Print

Oatmeal Banana Bread Recipe

5 Stars 4 Stars 3 Stars 2 Stars 1 Star

4 from 7 reviews

This wholesome Oatmeal Banana Bread is a delicious and nutritious twist on classic banana bread, made with oat flour and ripe mashed bananas. Naturally sweetened with pure maple syrup and enhanced with warm cinnamon and a hint of vanilla, this moist loaf is perfect for breakfast or a healthy snack. Optional chocolate chips add a delightful touch of indulgence.

Ingredients

Dry Ingredients

  • 1 2/3 cups oat flour
  • 2 tbsp rolled oats (8g)
  • 1 tsp baking soda
  • 3/4 tsp baking powder
  • 3/4 tsp salt
  • 1/2 tsp cinnamon
  • 1/2 cup chocolate chips (optional)

Wet Ingredients

  • 2 cups mashed banana (240g)
  • 1/2 cup pure maple syrup (or honey or agave) (120g)
  • 1/3 cup coconut oil (or water) (80g)
  • 1 tsp pure vanilla extract (5g)

Instructions

  1. Preheat the oven: Set your oven to 350°F (175°C). Prepare a 9×5 inch loaf pan by greasing it well or lining the bottom with parchment paper to prevent sticking.
  2. Mix ingredients: In a large bowl, combine all the dry ingredients – oat flour, rolled oats, baking soda, baking powder, salt, and cinnamon. Add in the mashed bananas, pure maple syrup, melted coconut oil, and vanilla extract.
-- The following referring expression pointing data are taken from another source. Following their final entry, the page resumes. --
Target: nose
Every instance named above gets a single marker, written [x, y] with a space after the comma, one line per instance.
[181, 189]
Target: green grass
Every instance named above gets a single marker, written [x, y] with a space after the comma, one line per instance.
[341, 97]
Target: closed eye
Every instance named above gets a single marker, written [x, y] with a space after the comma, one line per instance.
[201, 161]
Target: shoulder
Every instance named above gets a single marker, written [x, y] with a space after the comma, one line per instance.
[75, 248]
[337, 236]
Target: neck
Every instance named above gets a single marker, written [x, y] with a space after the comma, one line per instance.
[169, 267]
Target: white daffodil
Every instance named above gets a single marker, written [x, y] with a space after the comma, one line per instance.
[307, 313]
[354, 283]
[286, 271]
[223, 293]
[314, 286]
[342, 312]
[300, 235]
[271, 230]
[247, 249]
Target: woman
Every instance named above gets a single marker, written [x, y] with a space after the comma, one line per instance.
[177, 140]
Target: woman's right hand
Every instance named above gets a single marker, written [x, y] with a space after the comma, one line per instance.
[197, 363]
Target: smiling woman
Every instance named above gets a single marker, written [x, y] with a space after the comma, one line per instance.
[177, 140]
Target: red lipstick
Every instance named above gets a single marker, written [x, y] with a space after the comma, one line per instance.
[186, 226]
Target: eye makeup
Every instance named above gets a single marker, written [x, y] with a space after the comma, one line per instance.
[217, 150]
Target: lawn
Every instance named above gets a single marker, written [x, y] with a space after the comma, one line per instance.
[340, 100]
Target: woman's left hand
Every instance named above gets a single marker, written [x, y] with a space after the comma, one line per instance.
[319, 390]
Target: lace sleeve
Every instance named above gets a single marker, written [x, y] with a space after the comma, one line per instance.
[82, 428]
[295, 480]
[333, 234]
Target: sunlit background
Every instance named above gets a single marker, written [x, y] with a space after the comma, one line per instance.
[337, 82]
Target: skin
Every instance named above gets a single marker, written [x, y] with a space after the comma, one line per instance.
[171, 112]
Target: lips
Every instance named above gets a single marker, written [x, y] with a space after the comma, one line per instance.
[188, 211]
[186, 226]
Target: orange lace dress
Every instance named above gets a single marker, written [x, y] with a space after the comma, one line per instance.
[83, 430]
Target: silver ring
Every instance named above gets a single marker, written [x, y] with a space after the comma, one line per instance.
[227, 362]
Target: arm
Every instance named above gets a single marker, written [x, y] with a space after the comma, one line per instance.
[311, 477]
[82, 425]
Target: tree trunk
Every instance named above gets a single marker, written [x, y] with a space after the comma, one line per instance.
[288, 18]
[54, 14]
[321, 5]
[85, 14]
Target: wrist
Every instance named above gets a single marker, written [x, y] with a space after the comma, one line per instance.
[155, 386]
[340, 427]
Stir gently until all ingredients are just evenly combined, avoiding overmixing to keep the bread tender.
  3. Pour and add toppings: Smooth the batter into the prepared loaf pan evenly. If using chocolate chips, sprinkle them over the top of the batter for a delicious, melty topping.
  4. Bake: Place the pan in the oven and bake for about 35 minutes, or until a toothpick inserted into the center comes out mostly clean with a few moist crumbs attached.
  5. Cool and serve: Remove the bread from the oven and let it cool in the pan. Once slightly cooled, run a knife around the sides to loosen it and transfer the bread to a serving plate. Slice and enjoy!
  6. Storage: Store any leftovers in a covered container in the refrigerator for up to five days, or freeze them in an airtight container for up to three months.

Notes

  • You can substitute coconut oil with water for a lower fat option, although the texture may be slightly less rich.
  • Use honey or agave syrup instead of maple syrup if preferred.
  • Ensure bananas are ripe for the best natural sweetness and moisture.
  • Oat flour can be made at home by grinding rolled oats in a food processor.
  • If you prefer, you can omit the chocolate chips to keep the bread dairy and chocolate-free.
  • For a nuttier flavor, consider adding chopped walnuts or pecans to the batter.
  • This recipe can be made gluten-free if your oat flour is certified gluten-free.